Where Should Details Go?
People unfamiliar with CRC cards sometimes worry about where should they put design details. My advice is to keep cards simple. There isn’t room for details. A responsibility statement should summarize what a design element knows or does. For example, a Repository, a design element found in domain-driven design, has these responsibilities: “maintain a collection of persistent domain objects”, “retrieve objects that match a specification”, and “reconstitute and store domain objects (which are usually located in a relational database)”. If you are familiar with repositories, you know that several methods are used to maintain objects in a repository: adding, saving, and deleting. And there are usually several different ways provided to select and retrieve objects.
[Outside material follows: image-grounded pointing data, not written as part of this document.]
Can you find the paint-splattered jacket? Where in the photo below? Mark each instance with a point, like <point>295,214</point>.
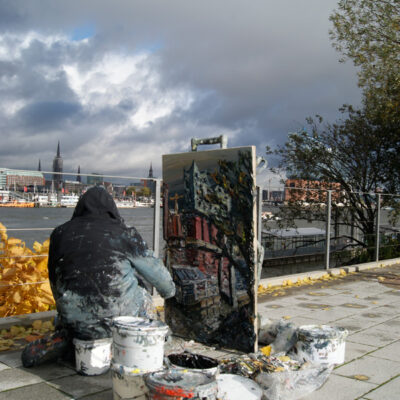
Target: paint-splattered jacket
<point>98,266</point>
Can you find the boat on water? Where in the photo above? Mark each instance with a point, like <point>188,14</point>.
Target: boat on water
<point>18,204</point>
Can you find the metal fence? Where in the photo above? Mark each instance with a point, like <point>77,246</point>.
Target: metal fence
<point>330,227</point>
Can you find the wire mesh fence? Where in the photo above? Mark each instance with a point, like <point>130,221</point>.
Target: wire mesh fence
<point>330,227</point>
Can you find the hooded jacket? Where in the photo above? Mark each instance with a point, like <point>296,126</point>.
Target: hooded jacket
<point>97,266</point>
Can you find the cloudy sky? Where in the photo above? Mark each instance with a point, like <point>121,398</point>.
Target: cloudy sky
<point>121,82</point>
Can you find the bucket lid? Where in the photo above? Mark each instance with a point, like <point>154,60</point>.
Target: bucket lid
<point>138,324</point>
<point>322,332</point>
<point>235,387</point>
<point>92,343</point>
<point>182,383</point>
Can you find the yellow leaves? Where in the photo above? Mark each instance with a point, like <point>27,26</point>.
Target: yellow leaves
<point>266,350</point>
<point>37,324</point>
<point>24,285</point>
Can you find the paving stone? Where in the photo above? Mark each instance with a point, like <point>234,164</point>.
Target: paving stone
<point>79,386</point>
<point>50,371</point>
<point>3,366</point>
<point>356,350</point>
<point>14,377</point>
<point>40,391</point>
<point>11,358</point>
<point>340,388</point>
<point>378,370</point>
<point>332,314</point>
<point>375,336</point>
<point>106,395</point>
<point>389,352</point>
<point>388,391</point>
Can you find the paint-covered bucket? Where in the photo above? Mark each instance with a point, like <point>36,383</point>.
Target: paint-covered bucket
<point>321,344</point>
<point>139,342</point>
<point>176,384</point>
<point>235,387</point>
<point>128,383</point>
<point>194,362</point>
<point>92,357</point>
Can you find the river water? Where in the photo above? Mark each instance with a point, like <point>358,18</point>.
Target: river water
<point>36,224</point>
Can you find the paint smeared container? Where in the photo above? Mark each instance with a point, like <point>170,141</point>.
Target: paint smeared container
<point>321,344</point>
<point>235,387</point>
<point>92,357</point>
<point>139,342</point>
<point>176,384</point>
<point>128,383</point>
<point>194,363</point>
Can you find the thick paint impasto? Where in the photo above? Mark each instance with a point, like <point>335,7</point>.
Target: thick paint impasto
<point>209,228</point>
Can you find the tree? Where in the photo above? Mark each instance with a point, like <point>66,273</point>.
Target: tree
<point>352,153</point>
<point>368,33</point>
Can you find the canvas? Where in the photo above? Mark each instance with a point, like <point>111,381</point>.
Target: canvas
<point>209,227</point>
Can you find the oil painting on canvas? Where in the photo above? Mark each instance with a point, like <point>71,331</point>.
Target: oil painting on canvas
<point>209,229</point>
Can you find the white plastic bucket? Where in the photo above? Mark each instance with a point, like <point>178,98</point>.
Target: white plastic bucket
<point>128,383</point>
<point>173,384</point>
<point>193,363</point>
<point>321,344</point>
<point>235,387</point>
<point>92,357</point>
<point>139,342</point>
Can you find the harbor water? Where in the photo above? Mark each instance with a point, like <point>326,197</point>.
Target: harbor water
<point>36,224</point>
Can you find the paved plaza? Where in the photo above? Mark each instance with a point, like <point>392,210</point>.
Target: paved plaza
<point>362,303</point>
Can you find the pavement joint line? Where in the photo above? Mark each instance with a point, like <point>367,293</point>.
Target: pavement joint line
<point>380,385</point>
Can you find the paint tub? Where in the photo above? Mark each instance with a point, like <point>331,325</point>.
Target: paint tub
<point>321,344</point>
<point>92,357</point>
<point>194,363</point>
<point>235,387</point>
<point>176,384</point>
<point>128,383</point>
<point>139,342</point>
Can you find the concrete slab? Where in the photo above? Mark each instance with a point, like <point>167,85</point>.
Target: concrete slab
<point>389,352</point>
<point>376,369</point>
<point>375,336</point>
<point>40,391</point>
<point>340,388</point>
<point>389,391</point>
<point>79,386</point>
<point>106,395</point>
<point>49,372</point>
<point>14,378</point>
<point>356,350</point>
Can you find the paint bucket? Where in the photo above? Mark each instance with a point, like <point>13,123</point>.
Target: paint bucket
<point>194,363</point>
<point>176,384</point>
<point>92,357</point>
<point>235,387</point>
<point>321,344</point>
<point>128,383</point>
<point>139,342</point>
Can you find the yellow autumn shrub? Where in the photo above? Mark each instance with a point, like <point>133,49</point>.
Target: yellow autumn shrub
<point>24,280</point>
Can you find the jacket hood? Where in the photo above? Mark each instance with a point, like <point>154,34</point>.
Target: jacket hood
<point>97,202</point>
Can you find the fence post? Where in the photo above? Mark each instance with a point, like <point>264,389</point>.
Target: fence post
<point>378,222</point>
<point>328,228</point>
<point>156,221</point>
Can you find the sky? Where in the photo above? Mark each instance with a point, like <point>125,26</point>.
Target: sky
<point>119,83</point>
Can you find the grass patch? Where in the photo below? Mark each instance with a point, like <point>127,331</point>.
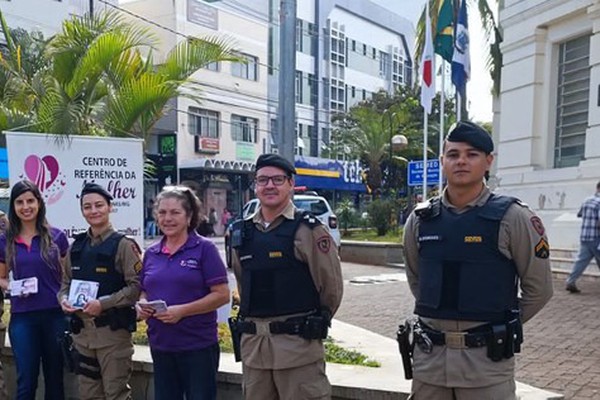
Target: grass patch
<point>370,235</point>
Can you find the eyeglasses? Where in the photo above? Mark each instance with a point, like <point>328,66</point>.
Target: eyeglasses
<point>278,180</point>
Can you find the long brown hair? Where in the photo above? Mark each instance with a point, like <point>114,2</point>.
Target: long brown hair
<point>47,246</point>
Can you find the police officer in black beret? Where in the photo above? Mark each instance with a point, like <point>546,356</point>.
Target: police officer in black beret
<point>290,285</point>
<point>102,328</point>
<point>478,266</point>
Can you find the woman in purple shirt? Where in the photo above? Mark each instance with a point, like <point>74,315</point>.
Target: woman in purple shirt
<point>186,271</point>
<point>31,248</point>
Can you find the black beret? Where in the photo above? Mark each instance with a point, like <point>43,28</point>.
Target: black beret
<point>275,160</point>
<point>468,132</point>
<point>92,187</point>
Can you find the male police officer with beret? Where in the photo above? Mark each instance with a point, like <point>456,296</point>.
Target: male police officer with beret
<point>290,285</point>
<point>467,254</point>
<point>102,329</point>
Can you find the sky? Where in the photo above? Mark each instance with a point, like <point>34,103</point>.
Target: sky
<point>480,84</point>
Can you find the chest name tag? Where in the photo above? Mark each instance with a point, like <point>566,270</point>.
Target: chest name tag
<point>430,238</point>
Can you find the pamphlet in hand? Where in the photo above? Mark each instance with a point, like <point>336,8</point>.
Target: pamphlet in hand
<point>20,287</point>
<point>153,306</point>
<point>82,291</point>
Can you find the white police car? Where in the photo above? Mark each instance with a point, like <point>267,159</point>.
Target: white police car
<point>309,201</point>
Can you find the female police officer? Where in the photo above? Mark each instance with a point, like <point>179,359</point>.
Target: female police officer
<point>102,329</point>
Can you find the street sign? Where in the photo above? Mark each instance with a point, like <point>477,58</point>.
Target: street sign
<point>415,173</point>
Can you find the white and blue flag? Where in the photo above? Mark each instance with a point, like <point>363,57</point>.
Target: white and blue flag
<point>461,59</point>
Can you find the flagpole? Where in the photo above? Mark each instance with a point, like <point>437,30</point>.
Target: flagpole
<point>442,110</point>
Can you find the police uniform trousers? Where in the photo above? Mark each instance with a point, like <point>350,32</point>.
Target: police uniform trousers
<point>299,383</point>
<point>501,391</point>
<point>113,350</point>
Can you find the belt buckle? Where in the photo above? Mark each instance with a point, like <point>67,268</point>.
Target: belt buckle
<point>455,340</point>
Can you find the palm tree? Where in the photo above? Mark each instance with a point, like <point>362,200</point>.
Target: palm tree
<point>491,29</point>
<point>101,79</point>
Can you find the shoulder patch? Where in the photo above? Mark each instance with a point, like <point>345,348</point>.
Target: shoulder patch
<point>542,249</point>
<point>537,224</point>
<point>324,244</point>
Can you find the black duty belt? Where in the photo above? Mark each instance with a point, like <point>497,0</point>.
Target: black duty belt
<point>459,340</point>
<point>292,326</point>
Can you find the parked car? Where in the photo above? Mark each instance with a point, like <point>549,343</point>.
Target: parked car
<point>309,201</point>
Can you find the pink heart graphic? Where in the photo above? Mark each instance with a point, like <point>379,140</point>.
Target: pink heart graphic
<point>41,171</point>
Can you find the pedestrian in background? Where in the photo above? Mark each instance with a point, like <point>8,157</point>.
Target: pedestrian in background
<point>31,248</point>
<point>469,253</point>
<point>102,329</point>
<point>186,271</point>
<point>589,239</point>
<point>290,284</point>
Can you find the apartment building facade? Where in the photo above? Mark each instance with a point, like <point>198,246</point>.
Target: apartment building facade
<point>547,120</point>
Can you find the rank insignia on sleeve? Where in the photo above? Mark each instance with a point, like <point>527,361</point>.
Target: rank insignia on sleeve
<point>324,244</point>
<point>538,225</point>
<point>542,249</point>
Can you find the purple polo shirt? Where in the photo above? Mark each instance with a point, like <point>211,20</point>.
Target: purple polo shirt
<point>181,278</point>
<point>29,263</point>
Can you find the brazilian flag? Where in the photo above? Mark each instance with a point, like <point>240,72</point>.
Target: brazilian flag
<point>444,35</point>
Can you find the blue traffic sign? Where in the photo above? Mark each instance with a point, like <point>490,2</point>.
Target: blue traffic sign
<point>415,173</point>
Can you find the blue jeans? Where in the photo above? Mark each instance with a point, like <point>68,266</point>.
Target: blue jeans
<point>191,373</point>
<point>35,336</point>
<point>587,251</point>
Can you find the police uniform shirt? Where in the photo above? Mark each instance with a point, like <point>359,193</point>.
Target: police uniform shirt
<point>316,248</point>
<point>127,262</point>
<point>522,239</point>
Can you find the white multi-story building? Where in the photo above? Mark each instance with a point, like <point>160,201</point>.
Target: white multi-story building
<point>346,50</point>
<point>548,118</point>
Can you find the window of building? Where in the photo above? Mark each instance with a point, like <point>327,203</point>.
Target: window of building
<point>202,122</point>
<point>244,129</point>
<point>572,101</point>
<point>247,70</point>
<point>397,67</point>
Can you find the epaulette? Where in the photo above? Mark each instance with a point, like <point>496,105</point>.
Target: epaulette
<point>429,209</point>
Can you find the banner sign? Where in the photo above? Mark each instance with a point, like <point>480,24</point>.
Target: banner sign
<point>60,166</point>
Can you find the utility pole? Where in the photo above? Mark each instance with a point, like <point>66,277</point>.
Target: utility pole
<point>286,110</point>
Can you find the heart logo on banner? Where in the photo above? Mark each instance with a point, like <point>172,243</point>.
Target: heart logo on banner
<point>41,171</point>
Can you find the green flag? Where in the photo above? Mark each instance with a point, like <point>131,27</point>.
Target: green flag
<point>444,35</point>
A responsibility statement shouldn’t just restate a method name or an attribute. If you were to write at that level of detail, you would quickly run out of room. The value in a CRC card is in its summary descriptions. So put the details where they belong—in your code and in your tests.
You can view the design of a class, component, or service at least these three different levels:
- At the conceptual level: as a set of responsibilities (hand written on a CRC card, typed into design documentation, or scrawled on a whiteboard);
- At the specification level: a set of methods and attributes (shown on a UML class diagrams); or
- At the implementation level: code, tests, and data declarations.
Most of the time agile developers are happy working at the implementation level. Yet from time to time I find it useful to pop up to the conceptual level to summarize a class’ design intent. CRC cards help me keep to the point. I even reverse engineer from code to cards. I often keep a stack of index cards handy when I wade through unfamiliar legacy code.